He was wounded for our transgressions, he was bruised for our iniquities: the chastisement of our peace was upon him; and with his stripes we are healed.

There are a thousand ways to approach the doctrine which says He was crucified also for us. Asking questions of the priest. Joining a Christian Bible study group. Even, for one at a loose end on a wet afternoon, there is the opportunity to read what the biblical critics say about it in their so called theories of the Atonement:

Christus Victor – that through his death Christ triumphed over the supernatural powers of evil.

Penal substitution – that God punished Christ for the sins that are ours, so that we might be saved.

Ransom – that Christ’s death was the ransom God paid to the devil to secure our release.

Exemplarence – Abelard’s view that Christ’s willing death was an example to us of self-giving love.

Whatever anyone makes of these theories, it is vital to notice that they are only theories, conjectures made by the mind of man. They are not to be confused with the original doctrine. And no one was ever saved by a theory. But it is even more important to know that the doctrine itself does not exhaust He was crucified also for us of its meaning. For doctrines are symbols. The Greek word symbolon was used to describe a clay seal that was broken in half and given to two people, serving as a sign of recognition between them. For instance, if I left a valuable possession or made a financial deposit with a shopkeeper, we would break the seal and he would take one half and I would keep the other. Later, when the two pieces were drawn together and matched up perfectly, it confirmed my identity as the true owner and my contract with the shopkeeper.

So when Christians describe doctrine as symbols, part of what they mean is that doctrines are signs of Christian identity and communion among all believers. And when the Creed you recite matches up with the Creed of the early church, you could know with confidence that you were sharing in the faith whose centre is Jesus himself and which was proclaimed by the apostles. In Wittgenstein’s terms, the doctrines are what confirm that we all belong in the one Christian language-game.

Doctrines are symbols and again we must remember that they are to be held fundamentally but not literally. As Wittgenstein would say, they are the limits of what can be said. And beyond that which is said are those things which can only be shown. And what is shown requires someone to see it. But what we see is, as St Paul said, through a glass darkly. The doctrines are wonderful, sure enough, but they are not the total reality. This total reality cannot be apprehended by the mind of man – because the total reality is supernatural and therefore transcendent. What we are, we know. What we shall be, it doth not yet appear.
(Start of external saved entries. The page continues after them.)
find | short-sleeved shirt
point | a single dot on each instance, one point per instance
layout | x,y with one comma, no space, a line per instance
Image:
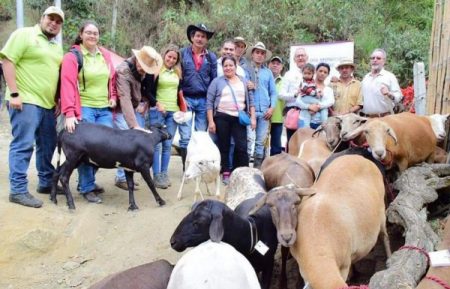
94,86
37,61
277,115
167,89
347,95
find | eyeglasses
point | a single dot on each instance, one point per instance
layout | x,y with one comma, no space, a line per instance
91,33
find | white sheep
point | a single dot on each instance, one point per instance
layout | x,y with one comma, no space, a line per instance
213,265
203,163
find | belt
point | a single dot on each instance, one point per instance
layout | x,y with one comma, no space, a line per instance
372,115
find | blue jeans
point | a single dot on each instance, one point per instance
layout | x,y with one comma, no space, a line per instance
86,173
306,117
276,146
120,123
261,132
32,124
198,107
161,160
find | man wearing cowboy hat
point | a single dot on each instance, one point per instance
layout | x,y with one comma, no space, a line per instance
263,83
347,90
135,83
379,87
241,47
199,68
31,60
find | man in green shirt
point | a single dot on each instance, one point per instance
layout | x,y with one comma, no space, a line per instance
276,126
31,58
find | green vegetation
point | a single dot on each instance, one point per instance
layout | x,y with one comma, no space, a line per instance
403,28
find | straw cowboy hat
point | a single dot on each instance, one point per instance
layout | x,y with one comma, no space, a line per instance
346,62
199,27
53,10
260,46
239,39
150,60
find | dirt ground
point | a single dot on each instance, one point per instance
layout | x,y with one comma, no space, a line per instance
51,247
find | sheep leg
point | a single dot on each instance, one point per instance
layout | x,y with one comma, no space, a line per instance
55,180
181,187
65,173
130,184
283,276
218,185
197,190
145,172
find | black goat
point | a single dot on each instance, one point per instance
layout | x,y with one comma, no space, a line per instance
106,147
214,220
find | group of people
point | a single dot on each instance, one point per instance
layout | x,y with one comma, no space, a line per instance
240,98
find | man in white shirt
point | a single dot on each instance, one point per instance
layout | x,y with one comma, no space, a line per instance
291,83
228,48
379,87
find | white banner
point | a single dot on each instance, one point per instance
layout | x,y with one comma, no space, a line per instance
331,53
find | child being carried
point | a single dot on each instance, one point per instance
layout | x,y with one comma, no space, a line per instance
311,95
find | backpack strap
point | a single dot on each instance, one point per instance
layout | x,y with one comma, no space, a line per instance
79,57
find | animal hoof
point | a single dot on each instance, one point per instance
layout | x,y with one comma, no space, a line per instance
133,208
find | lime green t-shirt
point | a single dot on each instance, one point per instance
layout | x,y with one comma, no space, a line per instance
94,88
277,115
167,89
37,61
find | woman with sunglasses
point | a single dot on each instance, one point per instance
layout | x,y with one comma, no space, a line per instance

We live within this world of symbols and doctrines which, as the author of The Epistle to the Hebrews wrote, are types and shadows.

We should not feel uncomfortable about this, as if we thought we were being somehow sold short. We have to be content to have as much of the truth as our natural minds can accommodate. And we should love the doctrines and cling to them. Think again of the doctrine as a symbol and think of the wedding ring which is not the whole of the marriage but which is a symbol, a real and loving reminder of the whole marriage.